HepG2/Si-1, HepG2/Si-Mock cells were seeded with serum-free medium at a density of 103 cells/well in 96-well plates (n = 6), grown overnight, washed in phosphate-buffered saline (PBS), and incubated with 10% FBS with or without 40 μmol/L GABA DMEM at 37 °C, 5% CO2, for varying periods and exposed to fresh media every other day. During the last 4 h of each day’s culture, the cells were treated with methyl thiazolyl tetrazolium (MTT, 50 μg per well, Sigma, United States). The generated formazan was dissolved in dimethyl sulfoxide (DMSO) and the ODs at 490 nm were measured for detecting the cell viability.
The effect of GABRQ silencing on the colony formation of HepG2 cells was analyzed by colony formation assay. HepG2/Si-1, HepG2/Si-Mock cells at 100 cells per well in 6-cm plates were incubated with serum-fee medium for 24 h, and then cultured in 10% FBS with or without 40 μmol/L GABA DMEM at 37 °C, 5% CO2, for 3 wk. The cell colonies were washed twice with PBS, fixed by 4% paraformaldehyde for 15 min and stained with Giemsa for 30 min. Individual clones with more than 50 cells were counted. Clone forming efficiency for individual type of cells was calculated, according to the number of colonies/number of inoculated cells × 100%.
To evaluate the impact of GABRQ silencing on the HepG2 cells and the effect of GABA stimulation on the HepG2 cells, cell cycle was examined by flow cytometry analysis. HepG2/Si-1, HepG2/Si-Mock cells were incubated with serum-fee medium for 24 h, and then cultured in DMEM with 10% FBS with or without 40 μmol/L GABA, then harvested at 70%-80% confluence and resuspended in fixation fluid at a density of 106/mL; 1500 μL propidium iodide (PI) solution was added, and the cell cycle was detected by FACS Caliber (Becton-Dickinson).

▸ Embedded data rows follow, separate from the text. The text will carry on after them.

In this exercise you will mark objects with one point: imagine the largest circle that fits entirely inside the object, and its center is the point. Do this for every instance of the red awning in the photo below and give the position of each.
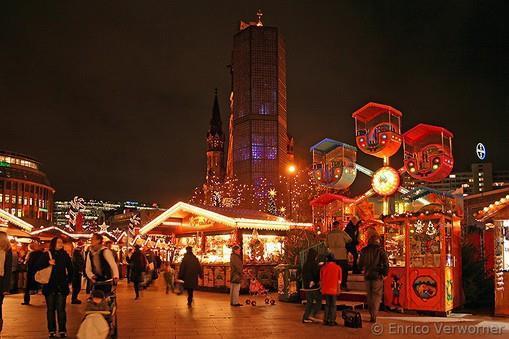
(372, 110)
(327, 198)
(420, 131)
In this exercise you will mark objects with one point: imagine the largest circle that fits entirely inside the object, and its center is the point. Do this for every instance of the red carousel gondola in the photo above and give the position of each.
(428, 152)
(334, 163)
(378, 129)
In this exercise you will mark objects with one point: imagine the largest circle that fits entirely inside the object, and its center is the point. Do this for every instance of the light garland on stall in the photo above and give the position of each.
(280, 224)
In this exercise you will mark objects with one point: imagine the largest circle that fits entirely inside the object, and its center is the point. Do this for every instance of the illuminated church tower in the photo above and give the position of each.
(215, 145)
(261, 146)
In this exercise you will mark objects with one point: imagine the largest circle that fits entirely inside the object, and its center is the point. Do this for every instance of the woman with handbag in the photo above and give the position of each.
(55, 273)
(5, 270)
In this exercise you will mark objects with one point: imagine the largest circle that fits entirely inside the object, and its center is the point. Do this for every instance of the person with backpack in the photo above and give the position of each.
(336, 242)
(78, 264)
(311, 285)
(352, 229)
(330, 278)
(32, 259)
(375, 263)
(5, 270)
(57, 288)
(138, 263)
(190, 270)
(100, 264)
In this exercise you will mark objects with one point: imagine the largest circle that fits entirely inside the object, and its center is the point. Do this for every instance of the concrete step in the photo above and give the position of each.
(355, 277)
(360, 296)
(356, 285)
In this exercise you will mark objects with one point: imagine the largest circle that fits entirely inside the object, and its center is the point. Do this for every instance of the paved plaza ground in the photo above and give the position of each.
(157, 315)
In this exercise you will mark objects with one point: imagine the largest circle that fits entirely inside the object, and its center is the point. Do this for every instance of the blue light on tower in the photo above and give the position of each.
(480, 150)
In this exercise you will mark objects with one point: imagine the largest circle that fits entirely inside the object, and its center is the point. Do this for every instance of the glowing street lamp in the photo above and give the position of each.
(291, 170)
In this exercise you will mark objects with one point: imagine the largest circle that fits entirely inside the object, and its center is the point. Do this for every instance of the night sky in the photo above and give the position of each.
(114, 97)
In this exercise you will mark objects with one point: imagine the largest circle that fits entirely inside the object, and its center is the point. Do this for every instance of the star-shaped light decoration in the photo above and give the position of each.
(103, 227)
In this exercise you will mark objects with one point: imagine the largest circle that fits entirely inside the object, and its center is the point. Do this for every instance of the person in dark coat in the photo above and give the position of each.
(57, 289)
(138, 264)
(352, 229)
(311, 284)
(236, 267)
(78, 264)
(190, 270)
(32, 259)
(129, 266)
(375, 263)
(5, 271)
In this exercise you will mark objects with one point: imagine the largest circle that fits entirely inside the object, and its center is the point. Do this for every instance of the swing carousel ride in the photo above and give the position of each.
(422, 246)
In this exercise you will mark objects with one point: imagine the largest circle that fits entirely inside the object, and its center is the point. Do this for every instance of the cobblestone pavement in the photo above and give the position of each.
(157, 315)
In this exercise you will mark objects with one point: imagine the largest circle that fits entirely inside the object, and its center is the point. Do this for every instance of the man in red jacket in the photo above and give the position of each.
(330, 278)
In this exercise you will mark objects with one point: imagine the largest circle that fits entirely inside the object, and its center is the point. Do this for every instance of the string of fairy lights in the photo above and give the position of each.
(289, 198)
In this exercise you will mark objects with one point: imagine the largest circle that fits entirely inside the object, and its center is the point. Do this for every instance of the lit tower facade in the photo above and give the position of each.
(215, 144)
(261, 145)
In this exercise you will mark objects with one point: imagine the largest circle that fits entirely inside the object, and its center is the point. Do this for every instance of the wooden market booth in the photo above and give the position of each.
(212, 231)
(15, 227)
(495, 217)
(424, 251)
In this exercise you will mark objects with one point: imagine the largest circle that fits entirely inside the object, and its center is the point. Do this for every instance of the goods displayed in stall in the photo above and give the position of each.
(495, 217)
(212, 232)
(424, 262)
(502, 267)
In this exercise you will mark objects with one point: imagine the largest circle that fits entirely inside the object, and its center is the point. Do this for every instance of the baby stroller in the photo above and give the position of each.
(101, 324)
(256, 289)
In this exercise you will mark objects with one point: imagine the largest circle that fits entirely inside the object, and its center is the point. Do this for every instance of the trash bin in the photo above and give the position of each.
(287, 280)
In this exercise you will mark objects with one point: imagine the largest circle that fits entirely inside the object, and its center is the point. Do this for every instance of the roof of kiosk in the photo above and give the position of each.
(232, 217)
(372, 110)
(327, 198)
(16, 221)
(492, 209)
(327, 145)
(420, 131)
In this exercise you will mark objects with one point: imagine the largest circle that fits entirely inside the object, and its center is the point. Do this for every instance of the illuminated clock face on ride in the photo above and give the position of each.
(385, 181)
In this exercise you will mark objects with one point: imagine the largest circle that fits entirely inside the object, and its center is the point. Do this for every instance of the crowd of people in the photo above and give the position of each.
(322, 276)
(325, 277)
(19, 267)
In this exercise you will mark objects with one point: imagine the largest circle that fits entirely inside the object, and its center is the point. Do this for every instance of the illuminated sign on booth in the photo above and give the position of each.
(480, 150)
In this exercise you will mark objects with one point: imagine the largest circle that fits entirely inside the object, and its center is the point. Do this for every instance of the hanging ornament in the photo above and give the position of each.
(431, 230)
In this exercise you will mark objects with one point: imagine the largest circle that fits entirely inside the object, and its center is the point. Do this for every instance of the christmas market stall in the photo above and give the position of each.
(16, 229)
(496, 216)
(212, 231)
(424, 261)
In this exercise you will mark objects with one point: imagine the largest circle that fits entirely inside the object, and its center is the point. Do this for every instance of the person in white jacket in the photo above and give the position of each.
(100, 264)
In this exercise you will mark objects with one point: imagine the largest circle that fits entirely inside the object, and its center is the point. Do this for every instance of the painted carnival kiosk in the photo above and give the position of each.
(424, 251)
(213, 231)
(495, 217)
(425, 258)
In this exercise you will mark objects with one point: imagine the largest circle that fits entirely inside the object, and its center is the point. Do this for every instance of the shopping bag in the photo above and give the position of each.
(43, 276)
(352, 319)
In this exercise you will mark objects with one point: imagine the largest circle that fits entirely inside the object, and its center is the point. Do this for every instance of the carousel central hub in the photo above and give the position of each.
(385, 181)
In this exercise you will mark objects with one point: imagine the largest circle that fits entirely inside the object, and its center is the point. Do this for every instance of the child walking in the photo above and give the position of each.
(169, 277)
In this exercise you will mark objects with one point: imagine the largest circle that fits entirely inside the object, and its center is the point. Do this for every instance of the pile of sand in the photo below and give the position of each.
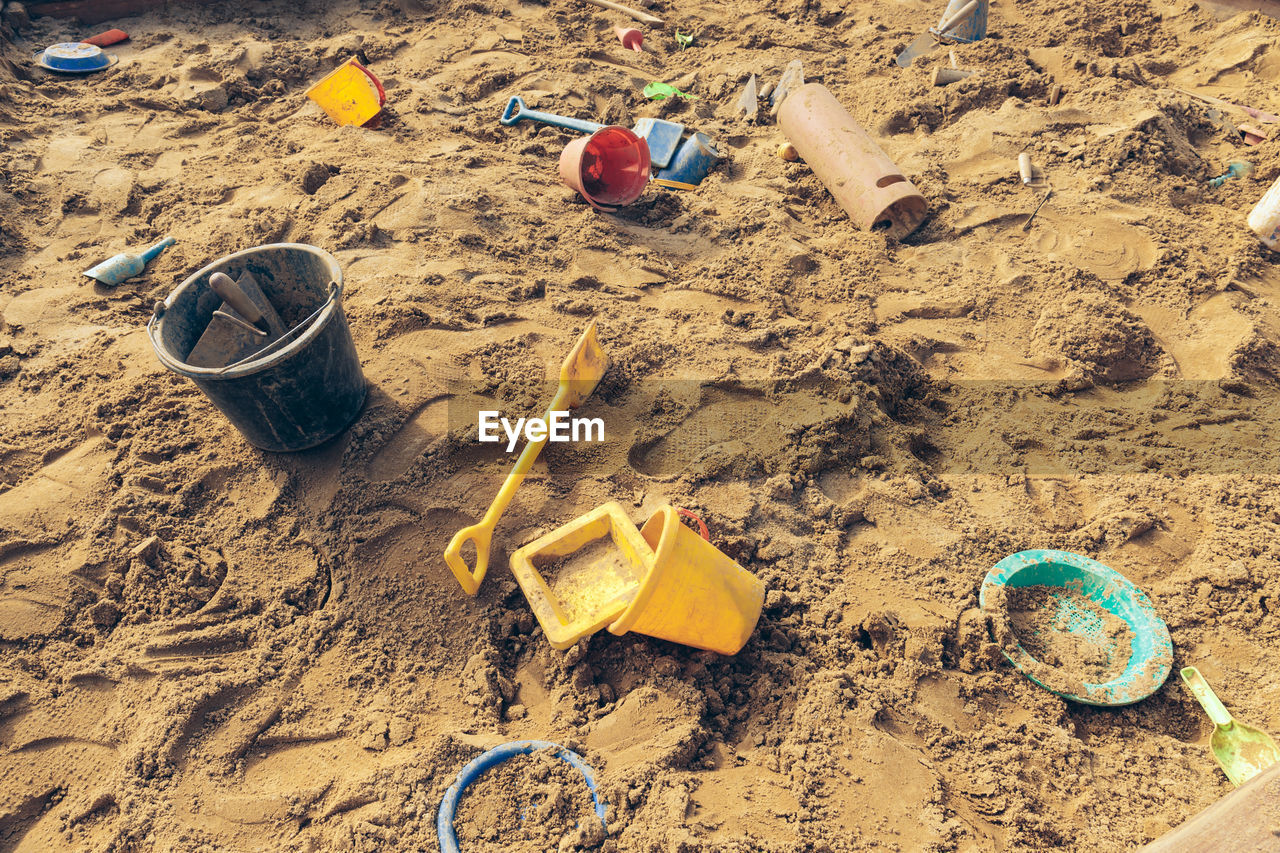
(205, 647)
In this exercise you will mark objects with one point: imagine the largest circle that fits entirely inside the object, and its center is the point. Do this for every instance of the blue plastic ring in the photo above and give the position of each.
(492, 758)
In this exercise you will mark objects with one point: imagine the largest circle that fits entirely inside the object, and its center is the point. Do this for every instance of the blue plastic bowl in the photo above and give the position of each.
(74, 58)
(1152, 653)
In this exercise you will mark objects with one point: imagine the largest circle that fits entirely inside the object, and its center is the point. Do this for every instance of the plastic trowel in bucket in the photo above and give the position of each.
(1240, 749)
(243, 324)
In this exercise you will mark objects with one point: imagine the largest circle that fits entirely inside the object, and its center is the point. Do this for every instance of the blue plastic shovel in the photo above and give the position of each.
(122, 268)
(662, 136)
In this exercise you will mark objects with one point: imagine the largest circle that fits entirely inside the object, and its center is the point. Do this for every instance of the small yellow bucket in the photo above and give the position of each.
(691, 593)
(350, 94)
(597, 560)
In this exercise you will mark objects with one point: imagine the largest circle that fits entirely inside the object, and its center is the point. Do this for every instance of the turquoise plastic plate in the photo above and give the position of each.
(1152, 652)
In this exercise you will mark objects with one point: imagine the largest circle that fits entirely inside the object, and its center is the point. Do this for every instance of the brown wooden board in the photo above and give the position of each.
(97, 10)
(1244, 821)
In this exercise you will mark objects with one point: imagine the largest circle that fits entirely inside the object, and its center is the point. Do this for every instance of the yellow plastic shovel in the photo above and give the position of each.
(1240, 749)
(580, 373)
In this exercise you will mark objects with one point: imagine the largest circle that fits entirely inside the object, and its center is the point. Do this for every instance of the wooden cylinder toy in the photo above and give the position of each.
(862, 178)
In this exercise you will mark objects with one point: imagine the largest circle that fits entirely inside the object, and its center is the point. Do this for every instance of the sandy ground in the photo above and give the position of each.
(868, 425)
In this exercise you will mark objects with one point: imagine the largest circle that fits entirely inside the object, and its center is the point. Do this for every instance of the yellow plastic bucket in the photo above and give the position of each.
(350, 94)
(598, 561)
(693, 593)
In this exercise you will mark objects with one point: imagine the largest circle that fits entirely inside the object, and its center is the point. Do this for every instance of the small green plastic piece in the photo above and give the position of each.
(658, 91)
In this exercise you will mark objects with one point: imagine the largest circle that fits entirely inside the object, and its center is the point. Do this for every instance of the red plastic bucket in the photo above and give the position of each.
(608, 168)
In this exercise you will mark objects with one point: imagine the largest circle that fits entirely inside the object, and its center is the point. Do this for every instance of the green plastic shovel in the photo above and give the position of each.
(1240, 749)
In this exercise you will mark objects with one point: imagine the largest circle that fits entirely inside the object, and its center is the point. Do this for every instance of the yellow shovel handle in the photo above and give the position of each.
(481, 533)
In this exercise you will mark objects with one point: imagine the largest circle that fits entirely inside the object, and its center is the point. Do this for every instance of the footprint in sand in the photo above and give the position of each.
(730, 424)
(423, 428)
(1102, 246)
(725, 422)
(55, 755)
(36, 556)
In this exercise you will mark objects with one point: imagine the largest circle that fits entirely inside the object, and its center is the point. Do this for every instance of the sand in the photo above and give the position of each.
(868, 425)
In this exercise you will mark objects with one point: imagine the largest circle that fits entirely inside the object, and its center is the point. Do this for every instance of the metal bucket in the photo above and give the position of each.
(297, 392)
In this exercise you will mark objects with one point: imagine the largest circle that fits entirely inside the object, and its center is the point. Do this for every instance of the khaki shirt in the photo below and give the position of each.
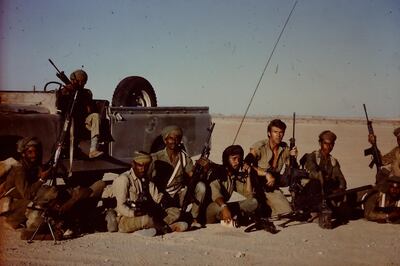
(128, 186)
(325, 170)
(216, 189)
(179, 180)
(393, 158)
(24, 180)
(264, 155)
(374, 207)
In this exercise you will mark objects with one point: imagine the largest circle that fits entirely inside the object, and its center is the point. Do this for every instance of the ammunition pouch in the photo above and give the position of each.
(250, 159)
(325, 218)
(140, 207)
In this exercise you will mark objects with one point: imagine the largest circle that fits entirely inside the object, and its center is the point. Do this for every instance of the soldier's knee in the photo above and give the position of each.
(201, 188)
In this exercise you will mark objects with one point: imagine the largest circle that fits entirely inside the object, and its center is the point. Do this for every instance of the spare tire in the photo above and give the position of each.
(133, 92)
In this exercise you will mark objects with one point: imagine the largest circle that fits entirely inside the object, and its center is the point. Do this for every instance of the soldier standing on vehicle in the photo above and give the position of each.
(23, 180)
(229, 180)
(171, 168)
(139, 204)
(268, 157)
(84, 115)
(392, 158)
(322, 166)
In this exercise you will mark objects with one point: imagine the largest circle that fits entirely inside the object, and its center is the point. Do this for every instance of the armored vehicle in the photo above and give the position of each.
(133, 121)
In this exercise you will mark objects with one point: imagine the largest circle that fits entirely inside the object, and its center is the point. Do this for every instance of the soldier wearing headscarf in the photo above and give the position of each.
(391, 159)
(84, 116)
(139, 203)
(23, 180)
(172, 168)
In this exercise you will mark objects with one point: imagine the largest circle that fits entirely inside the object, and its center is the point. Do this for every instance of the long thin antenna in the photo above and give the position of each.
(262, 75)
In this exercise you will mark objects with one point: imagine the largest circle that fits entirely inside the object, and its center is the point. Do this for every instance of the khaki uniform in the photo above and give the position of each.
(275, 199)
(20, 188)
(230, 184)
(128, 186)
(177, 187)
(327, 171)
(393, 159)
(378, 205)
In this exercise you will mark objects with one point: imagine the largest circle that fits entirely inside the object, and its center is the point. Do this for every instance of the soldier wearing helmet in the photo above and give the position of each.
(84, 115)
(230, 180)
(325, 170)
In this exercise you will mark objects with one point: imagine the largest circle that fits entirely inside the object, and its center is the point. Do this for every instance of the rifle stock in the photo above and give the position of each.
(373, 150)
(198, 171)
(348, 191)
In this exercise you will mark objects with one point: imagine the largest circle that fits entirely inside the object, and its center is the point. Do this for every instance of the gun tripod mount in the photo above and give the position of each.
(262, 224)
(46, 219)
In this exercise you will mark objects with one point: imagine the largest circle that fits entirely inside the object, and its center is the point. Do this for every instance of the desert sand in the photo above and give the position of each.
(357, 243)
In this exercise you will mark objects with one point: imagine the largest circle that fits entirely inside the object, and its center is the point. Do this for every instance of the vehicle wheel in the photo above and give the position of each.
(134, 91)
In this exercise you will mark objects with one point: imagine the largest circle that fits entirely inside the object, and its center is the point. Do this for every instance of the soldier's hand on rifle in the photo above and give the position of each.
(294, 152)
(270, 179)
(204, 163)
(226, 214)
(372, 139)
(260, 171)
(44, 174)
(67, 89)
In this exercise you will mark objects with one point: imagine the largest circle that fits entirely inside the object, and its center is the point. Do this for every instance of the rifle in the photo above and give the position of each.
(348, 191)
(60, 74)
(261, 220)
(293, 180)
(197, 172)
(54, 160)
(373, 150)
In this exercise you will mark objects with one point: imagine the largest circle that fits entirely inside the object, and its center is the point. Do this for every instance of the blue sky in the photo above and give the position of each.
(333, 56)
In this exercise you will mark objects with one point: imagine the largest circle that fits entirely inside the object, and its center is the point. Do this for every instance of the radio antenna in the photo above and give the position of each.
(262, 74)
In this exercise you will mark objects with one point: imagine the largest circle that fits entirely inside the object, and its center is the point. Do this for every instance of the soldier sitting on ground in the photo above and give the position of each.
(324, 168)
(171, 170)
(139, 204)
(23, 181)
(268, 157)
(383, 206)
(392, 158)
(229, 180)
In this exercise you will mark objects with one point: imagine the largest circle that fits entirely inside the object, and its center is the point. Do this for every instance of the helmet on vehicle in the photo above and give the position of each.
(79, 75)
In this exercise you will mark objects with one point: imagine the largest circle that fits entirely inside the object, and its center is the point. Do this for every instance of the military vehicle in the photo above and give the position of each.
(133, 121)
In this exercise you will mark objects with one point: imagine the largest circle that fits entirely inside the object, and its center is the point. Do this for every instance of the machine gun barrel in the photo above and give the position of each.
(373, 150)
(60, 74)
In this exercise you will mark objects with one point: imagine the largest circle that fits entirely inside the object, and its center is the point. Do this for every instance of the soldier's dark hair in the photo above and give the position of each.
(276, 123)
(232, 150)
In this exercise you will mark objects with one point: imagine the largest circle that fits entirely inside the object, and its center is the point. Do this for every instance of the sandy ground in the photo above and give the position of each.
(357, 243)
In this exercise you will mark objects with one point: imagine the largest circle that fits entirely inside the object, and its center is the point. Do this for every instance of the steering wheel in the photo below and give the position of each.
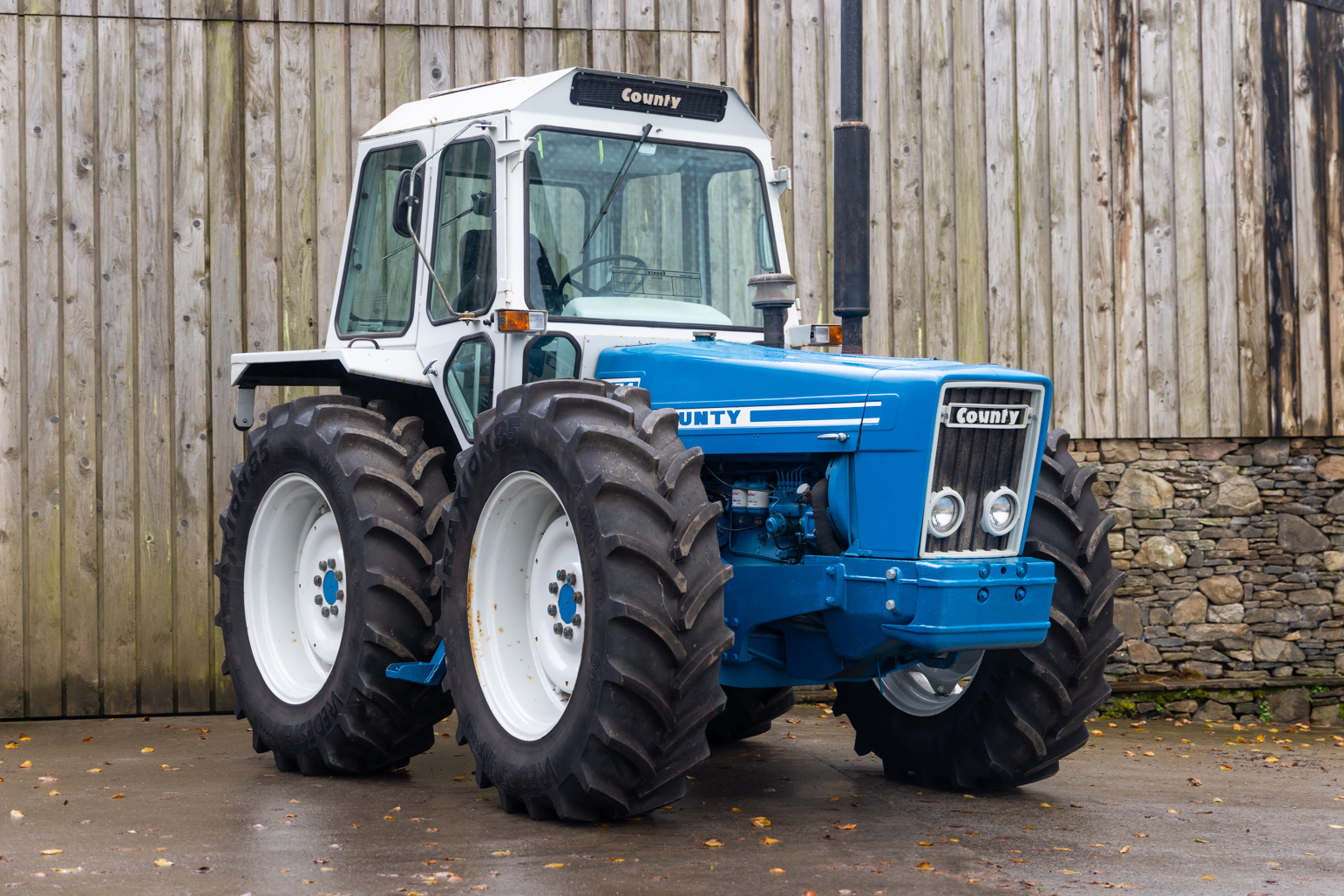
(583, 288)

To study the effect of GABA on the proliferation of GABRQ-expressing HCC cells, cell proliferation was tested in vitro. In the MTT assay, HepG2 cells were seeded with serum-free medium at a density of 103 cells/well in 96-well plates (n = 6), grown overnight, washed in PBS, and incubated with GABA (Sigma-Aldrich) at serial concentrations (0, 1, 10, 20, 40 and 60 μmol/L) in appropriate medium supplemented with 1% FBS. The samples were tested every 24 h for 6 d. MTT was added (50 μg/well) for 4 h. Formazan products were solubilized with DMSO, and the optical density was measured at 490 nm.
In the flow cytometry assay, HepG2 cells were incubated with serum-fee medium for 24 h, and then cultured in DMEM with 10% FBS and serial concentrations (0, 1, 10, 20, 40 and 60 μmol/L) GABA for 48 h. Cells were harvested and resuspended in fixation fluid at a density of 106/mL, 1500 μL PI solution was added, and the cell cycle was detected by FACS Caliber (Becton Dickinson).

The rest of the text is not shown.